Table I. Performance of 9 different methods in 3D indoor positioning.

Through the comparison of these data-driven modeling methods, several interesting observations can be made. The combination of RT and other methods, such as RT + PR, RT + ANN, RT + KI, and RT + KR, makes a negligible contribution to mean accuracy improvement when compared to the single PR, ANN, KI, and KR. The difference in the mean accuracy among these nine methods is minor for the red camera but is noticeable for white and black cameras. PR and RT + PR are clearly top performers and achieve a mean accuracy of around 1.5 cm for all cameras and greatly outperform the other methods. And the lower bound, upper bound, and standard deviation for PR and RT + PR are the same. Compared to existing research works using the ArUco marker, the present system achieves a value of around 1.5 cm, a significant improvement in 3D indoor positioning accuracy.

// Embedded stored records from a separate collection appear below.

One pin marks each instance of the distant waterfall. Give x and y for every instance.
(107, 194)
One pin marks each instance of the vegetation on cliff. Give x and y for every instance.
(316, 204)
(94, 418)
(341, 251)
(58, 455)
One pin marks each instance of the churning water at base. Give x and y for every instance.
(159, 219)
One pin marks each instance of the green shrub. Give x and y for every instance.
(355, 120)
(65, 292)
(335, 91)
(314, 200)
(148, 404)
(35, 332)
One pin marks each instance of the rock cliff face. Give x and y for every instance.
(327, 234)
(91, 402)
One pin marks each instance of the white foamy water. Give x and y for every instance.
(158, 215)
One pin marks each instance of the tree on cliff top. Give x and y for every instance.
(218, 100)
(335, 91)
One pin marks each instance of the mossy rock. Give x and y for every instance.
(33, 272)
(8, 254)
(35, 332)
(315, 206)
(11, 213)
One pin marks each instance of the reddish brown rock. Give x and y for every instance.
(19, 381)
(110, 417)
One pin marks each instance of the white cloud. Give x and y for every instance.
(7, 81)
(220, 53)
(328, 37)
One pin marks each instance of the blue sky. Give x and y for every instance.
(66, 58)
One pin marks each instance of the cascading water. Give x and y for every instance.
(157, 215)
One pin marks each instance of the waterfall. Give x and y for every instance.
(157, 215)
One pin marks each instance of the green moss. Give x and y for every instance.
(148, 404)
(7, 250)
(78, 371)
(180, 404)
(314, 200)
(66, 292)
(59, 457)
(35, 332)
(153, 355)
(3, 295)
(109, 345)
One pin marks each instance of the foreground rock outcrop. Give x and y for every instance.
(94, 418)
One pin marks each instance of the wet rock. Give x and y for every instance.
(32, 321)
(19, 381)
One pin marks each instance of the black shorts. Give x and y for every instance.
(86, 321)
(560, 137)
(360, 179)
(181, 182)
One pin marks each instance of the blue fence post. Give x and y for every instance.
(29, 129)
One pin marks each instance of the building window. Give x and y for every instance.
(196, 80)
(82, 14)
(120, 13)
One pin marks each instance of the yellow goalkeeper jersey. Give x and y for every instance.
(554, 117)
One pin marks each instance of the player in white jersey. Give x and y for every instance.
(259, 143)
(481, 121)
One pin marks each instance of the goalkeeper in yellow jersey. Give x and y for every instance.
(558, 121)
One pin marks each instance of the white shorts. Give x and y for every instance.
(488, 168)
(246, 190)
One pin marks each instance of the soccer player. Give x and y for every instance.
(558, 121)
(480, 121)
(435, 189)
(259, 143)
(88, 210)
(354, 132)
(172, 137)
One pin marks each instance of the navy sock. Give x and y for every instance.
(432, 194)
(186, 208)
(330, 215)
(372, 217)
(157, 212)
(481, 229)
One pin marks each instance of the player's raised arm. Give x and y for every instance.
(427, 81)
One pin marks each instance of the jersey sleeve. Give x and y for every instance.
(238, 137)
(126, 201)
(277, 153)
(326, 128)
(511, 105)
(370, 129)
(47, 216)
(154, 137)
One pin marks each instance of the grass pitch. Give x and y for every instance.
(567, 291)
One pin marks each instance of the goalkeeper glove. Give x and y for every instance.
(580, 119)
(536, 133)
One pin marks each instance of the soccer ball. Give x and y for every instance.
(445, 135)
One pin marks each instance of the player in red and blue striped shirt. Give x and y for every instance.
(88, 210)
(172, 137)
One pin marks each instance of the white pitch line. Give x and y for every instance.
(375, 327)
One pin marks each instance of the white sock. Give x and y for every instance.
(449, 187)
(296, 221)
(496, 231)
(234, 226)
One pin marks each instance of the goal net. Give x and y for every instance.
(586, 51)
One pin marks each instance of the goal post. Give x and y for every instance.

All these nine modeling methods in Table I perform well in positioning when the number of training data is 40 for each camera. However, the manual measurement and data collection are tedious and time-consuming and should be minimized subject to the positioning accuracy requirement. Therefore, the tradeoff between positioning accuracy and the training data size is also studied. As shown in Fig. 10, an analysis is conducted to investigate the influence of the number of training data points (10, 20, 30, and 40) on positioning accuracy. Figure 10(a), (b), and (c) show the mean accuracy for the red, white, and black cameras, respectively. Again, the training data points are selected randomly from the data pool in Fig. 9, and the locations of testing points remain the same. It is interesting to observe that the mean accuracy of these methods, in general, improves as more training data points are incorporated. All of them yield a mean accuracy of less than 10 cm when the number of training data points is 20 or more. In addition, even with the same method, the accuracy of different cameras can be different because the locations of selected training and testing data and the camera installation all affect model performance. The mean accuracy of ANN, RT + ANN, KR, and RT + KR deteriorates appreciably when training data are limited, while that of RT, PR, RT + PR, KI, and RT + KI maintain relatively constant with different amounts of training data. Especially, RT performs very consistently and even exceeds PR when only 10 data points are used, and its mean accuracy for all three cameras mostly keeps below 5 cm, which may be ascribed to physics/kinetics contained in its mathematical form in Eq. (6) that alleviates the demand for data. Our observation implies that when training data is scarce, and it is difficult to collect more, RT and KI may be more appropriate for modeling the mapping relationship F .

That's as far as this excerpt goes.